If you are thinking about filing for Chapter 13 bankruptcy to get rid of debt, you need to go over your individual circumstances and the ins and outs of this strategy. Chapter 13 bankruptcy allows many people to retain assets while eliminating their debts. However, this approach requires those who file to work through a repayment plan. The duration of Chapter 13 repayment plans varies from one individual to the next.
In comparison to Chapter 7, Chapter 13 is often advantageous, especially for those who do not want to lose their home due to foreclosure.
Looking at income and Chapter 13 repayment plans
According to the United States Courts, Chapter 13 repayment plans typically last between three and five years. The length of a repayment plan depends on a debtor’s income. For example, if your income is above the state median, you will likely have to make regular payments for five years. However, those with incomes below the state median sometimes have a Chapter 13 repayment plan that lasts for three years. However, the law prohibits repayment plans from exceeding five years.

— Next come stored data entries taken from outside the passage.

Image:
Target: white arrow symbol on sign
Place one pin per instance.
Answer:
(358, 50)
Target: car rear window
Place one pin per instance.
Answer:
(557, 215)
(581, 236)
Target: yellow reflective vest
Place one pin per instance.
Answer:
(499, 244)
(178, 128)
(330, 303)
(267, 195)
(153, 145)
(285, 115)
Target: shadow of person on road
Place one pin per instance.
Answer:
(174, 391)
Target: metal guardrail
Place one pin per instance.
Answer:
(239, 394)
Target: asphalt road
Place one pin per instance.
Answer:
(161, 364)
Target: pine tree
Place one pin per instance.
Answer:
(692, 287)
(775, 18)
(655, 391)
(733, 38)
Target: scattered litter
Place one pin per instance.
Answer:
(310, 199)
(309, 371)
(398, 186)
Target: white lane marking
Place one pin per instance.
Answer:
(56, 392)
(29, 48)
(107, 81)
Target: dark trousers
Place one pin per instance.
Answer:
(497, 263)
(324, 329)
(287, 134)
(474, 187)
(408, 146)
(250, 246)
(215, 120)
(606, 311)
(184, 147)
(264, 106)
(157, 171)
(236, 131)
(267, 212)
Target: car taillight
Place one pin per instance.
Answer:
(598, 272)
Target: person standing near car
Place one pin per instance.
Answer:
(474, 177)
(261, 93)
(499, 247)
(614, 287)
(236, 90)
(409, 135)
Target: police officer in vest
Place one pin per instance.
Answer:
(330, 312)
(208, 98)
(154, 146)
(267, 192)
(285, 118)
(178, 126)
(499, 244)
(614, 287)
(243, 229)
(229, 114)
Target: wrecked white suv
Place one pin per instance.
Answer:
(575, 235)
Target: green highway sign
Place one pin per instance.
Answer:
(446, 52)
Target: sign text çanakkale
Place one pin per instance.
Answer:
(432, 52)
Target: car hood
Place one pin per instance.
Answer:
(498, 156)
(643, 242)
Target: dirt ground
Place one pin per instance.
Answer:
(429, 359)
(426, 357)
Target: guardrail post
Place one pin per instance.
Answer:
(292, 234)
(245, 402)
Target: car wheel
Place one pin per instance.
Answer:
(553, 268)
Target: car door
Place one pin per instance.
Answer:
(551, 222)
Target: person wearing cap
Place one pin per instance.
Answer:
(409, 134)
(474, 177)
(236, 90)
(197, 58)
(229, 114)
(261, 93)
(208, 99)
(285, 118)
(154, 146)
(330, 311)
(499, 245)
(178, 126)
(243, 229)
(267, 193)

Looking at the Chapter 13 hardship discharge
In some instances, those who are unable to continue making payments due to significant financial hardships are able to have their repayment plan discharged. In order to secure a Chapter 13 hardship discharge, debtors must satisfy a number of requirements. For example, the hardship discharge is typically only an option if financial hardships are out of a debtor’s control and creditors receive roughly the same amount as they would receive through a Chapter 7 bankruptcy case.